Perhaps if you make a list of the world’s mysteries and meditate on them, you will find a place for this awful thing in the pantheon of all the world’s awful and inexplicable things. As I say, it is frightening to face this, but it is also liberating.
Here are some thoughts about guilt and how we use it to avoid facing our essential powerlessness in the universe. Guilt places you at the center of a drama that did not really concern you. Rather than face the fact that this thing happened and was beyond your power to prevent, by feeling guilty about it you can entertain the fantasy that you might have been able to stop it. But you weren’t able to. You couldn’t. This thing happened between your husband and your son. It did not happen to you. Perhaps in a way you wish you could take your son’s place. This is another perverse thought we sometimes have: Rather than mourn for others, we avoid the feeling by placing ourselves at the center of things. Or we feel somehow guilty for surviving while others suffered. The truth is that others suffer. We must accept that they suffer, and if that makes us feel awful then we must feel awful. I’m sure you have felt unimaginably awful, and it has been exhausting and painful. I feel empathy for you. But I do not feel responsible. I know that the world is full of senseless suffering which I cannot curtail. All I can do is try to point out that accepting this is ultimately liberating.
Ask your therapist for help moving from guilt to acceptance. There are many good reasons to avoid such acceptance. True acceptance of this event will shake your accustomed beliefs about the world. You may ask, If this isn’t my fault, then whose is it? In plain terms, it is your husband’s fault. You may find it hard to accept that your husband did this evil thing. It may be easier to believe that you yourself had some hand in it than to believe that your husband did this. So you need to work on accepting the simple facts. The simple fact is that your husband sexually molested your son. This is an awful thing but it is the thing you must learn to say out loud without qualification.
Maybe if you will walk along a body of water and say this aloud a few times, listening to your heart as you say it, maybe you will fill with grief and be able to accept this. Maybe you will fill with rage and find you are closer to accepting this.
It will live in your heart for a long time. It will be there. You must let it be there and not pretend. It will bring you pain and you must accept that.

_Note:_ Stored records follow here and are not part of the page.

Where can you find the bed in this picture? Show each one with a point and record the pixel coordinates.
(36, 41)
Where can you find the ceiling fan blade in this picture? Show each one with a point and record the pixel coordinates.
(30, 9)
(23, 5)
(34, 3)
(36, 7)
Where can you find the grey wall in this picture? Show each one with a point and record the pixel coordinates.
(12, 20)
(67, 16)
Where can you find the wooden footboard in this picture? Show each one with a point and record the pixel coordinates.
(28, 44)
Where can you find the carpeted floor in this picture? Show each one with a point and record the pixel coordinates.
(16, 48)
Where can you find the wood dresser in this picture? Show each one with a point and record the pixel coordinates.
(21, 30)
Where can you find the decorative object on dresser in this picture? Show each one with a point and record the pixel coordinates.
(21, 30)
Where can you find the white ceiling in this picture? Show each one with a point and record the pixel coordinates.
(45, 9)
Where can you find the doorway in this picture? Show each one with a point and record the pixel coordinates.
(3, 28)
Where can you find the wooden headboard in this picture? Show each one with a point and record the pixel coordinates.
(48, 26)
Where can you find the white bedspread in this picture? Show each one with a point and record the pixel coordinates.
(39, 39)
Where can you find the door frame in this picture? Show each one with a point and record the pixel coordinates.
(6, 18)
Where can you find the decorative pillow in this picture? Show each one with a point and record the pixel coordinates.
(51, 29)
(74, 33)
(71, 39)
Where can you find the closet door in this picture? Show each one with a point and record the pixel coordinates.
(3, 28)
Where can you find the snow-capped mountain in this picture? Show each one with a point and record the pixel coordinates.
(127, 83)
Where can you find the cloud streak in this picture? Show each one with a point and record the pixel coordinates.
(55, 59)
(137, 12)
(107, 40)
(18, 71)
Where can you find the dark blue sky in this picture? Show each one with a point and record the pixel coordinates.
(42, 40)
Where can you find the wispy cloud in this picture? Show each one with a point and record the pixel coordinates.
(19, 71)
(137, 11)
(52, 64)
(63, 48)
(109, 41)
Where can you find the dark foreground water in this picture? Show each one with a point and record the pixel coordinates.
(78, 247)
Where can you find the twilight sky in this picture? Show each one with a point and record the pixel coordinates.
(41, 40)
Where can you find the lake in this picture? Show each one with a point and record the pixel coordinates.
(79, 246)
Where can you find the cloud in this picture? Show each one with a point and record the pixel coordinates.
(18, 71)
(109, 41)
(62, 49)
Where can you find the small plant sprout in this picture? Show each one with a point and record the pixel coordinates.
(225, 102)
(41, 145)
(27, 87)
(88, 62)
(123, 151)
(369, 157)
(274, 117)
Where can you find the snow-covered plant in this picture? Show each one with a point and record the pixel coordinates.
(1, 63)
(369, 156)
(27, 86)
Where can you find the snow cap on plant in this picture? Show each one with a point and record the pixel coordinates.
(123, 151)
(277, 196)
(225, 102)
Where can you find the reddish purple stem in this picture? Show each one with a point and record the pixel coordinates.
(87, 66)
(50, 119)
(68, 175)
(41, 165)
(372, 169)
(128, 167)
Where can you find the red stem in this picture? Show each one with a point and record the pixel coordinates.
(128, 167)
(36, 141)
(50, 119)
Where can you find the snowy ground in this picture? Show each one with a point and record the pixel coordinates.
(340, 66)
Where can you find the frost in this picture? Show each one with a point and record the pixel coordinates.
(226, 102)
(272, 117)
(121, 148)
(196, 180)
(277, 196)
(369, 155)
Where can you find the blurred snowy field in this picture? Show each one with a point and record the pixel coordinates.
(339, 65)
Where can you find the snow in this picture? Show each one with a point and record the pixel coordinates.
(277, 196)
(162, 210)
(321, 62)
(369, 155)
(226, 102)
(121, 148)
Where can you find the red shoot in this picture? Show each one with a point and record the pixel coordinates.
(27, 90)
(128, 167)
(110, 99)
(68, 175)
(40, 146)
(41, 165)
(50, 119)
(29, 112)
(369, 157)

Full acceptance of it will make you wiser and stronger. Accept that this happened, that you had nothing to say about it and no way to prevent it, and that it is in the past. Accept that your son is recovering from the experience and is taking responsibility for his own life.
Stay out of your husband’s life. Let him go. Stay close to your son. But do not take responsibility. This is his experience. You have your own burdens, which will grow lighter with time.